Although Huppert's group focused on leptomeningeal disease in HR-positive, HER2-negative and triple-negative breast cancer, in another study led by Marta Vaz Batista, a medical oncologist at the Hospital Professor Doutor Fernando Fonseca in Portugal, researchers focused on HER2-positive and HER2-low metastatic breast cancer patients with leptomeningeal disease. At SABCS, Batista shared preliminary data on the activity of one targeted agent, Enhertu, which is already approved for HER2-positive and -low metastatic breast cancer and is known to have CNS activity.
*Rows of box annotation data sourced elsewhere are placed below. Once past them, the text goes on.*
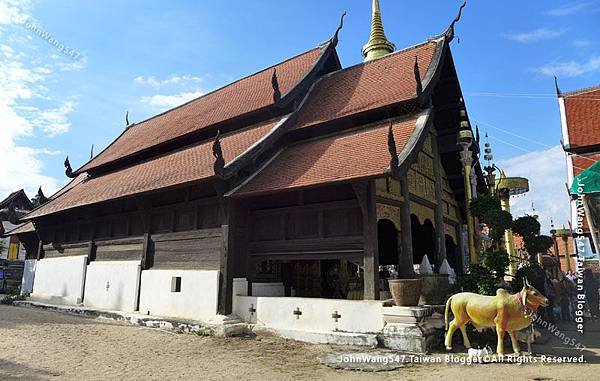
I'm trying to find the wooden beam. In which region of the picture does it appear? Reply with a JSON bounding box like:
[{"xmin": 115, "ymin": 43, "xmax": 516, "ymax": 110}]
[
  {"xmin": 398, "ymin": 175, "xmax": 415, "ymax": 278},
  {"xmin": 218, "ymin": 199, "xmax": 238, "ymax": 315},
  {"xmin": 352, "ymin": 180, "xmax": 379, "ymax": 300},
  {"xmin": 432, "ymin": 135, "xmax": 446, "ymax": 269}
]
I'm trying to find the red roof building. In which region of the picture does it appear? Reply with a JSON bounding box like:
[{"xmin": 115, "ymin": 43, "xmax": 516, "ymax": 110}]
[
  {"xmin": 25, "ymin": 1, "xmax": 487, "ymax": 318},
  {"xmin": 556, "ymin": 84, "xmax": 600, "ymax": 257}
]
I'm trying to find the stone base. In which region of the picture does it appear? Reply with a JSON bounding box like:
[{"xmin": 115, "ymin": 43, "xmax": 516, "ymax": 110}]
[
  {"xmin": 252, "ymin": 325, "xmax": 378, "ymax": 347},
  {"xmin": 13, "ymin": 300, "xmax": 249, "ymax": 336},
  {"xmin": 29, "ymin": 293, "xmax": 83, "ymax": 306},
  {"xmin": 380, "ymin": 306, "xmax": 444, "ymax": 353}
]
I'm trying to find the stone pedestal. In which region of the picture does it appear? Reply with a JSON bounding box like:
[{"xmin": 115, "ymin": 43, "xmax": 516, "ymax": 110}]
[{"xmin": 381, "ymin": 306, "xmax": 444, "ymax": 353}]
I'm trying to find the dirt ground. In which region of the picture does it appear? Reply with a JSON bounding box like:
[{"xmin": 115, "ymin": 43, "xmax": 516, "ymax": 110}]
[{"xmin": 0, "ymin": 306, "xmax": 600, "ymax": 381}]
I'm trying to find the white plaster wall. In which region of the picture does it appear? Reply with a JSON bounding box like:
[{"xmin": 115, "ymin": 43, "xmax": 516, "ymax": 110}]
[
  {"xmin": 140, "ymin": 270, "xmax": 219, "ymax": 321},
  {"xmin": 83, "ymin": 261, "xmax": 141, "ymax": 312},
  {"xmin": 31, "ymin": 255, "xmax": 87, "ymax": 304},
  {"xmin": 21, "ymin": 259, "xmax": 37, "ymax": 295},
  {"xmin": 231, "ymin": 295, "xmax": 257, "ymax": 324},
  {"xmin": 233, "ymin": 294, "xmax": 385, "ymax": 333},
  {"xmin": 251, "ymin": 283, "xmax": 285, "ymax": 296},
  {"xmin": 233, "ymin": 278, "xmax": 248, "ymax": 296}
]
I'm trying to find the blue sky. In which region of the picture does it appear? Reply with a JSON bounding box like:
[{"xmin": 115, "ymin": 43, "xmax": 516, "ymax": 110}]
[{"xmin": 0, "ymin": 0, "xmax": 600, "ymax": 232}]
In a cohort of the DEBBRAH study, researchers enrolled seven heavily pretreated patients, all of whom had their leptomeningeal disease diagnosis confirmed by a positive cytology test. None had prior treatment for CNS diseases.
With two patients still on treatment at data cutoff, median overall survival with Enhertu was 13.3 months and median progression-free survival was 8.9 months. One patient with an intracranial brain lesion saw it completely resolve and two patients had stable disease for at least 24 weeks. Batista reported a clinical benefit rate of 71 percent, and noted that activity was seen in patients with HER2-positive and HER2-low tumors. Researchers didn't see any new side effects with Enhertu in this population.
Despite the study's limited size, "it adds some knowledge to what we have today," Batista said, but noted that the activity of Enhertu warrants more investigation in larger cohorts of patients with leptomeningeal disease.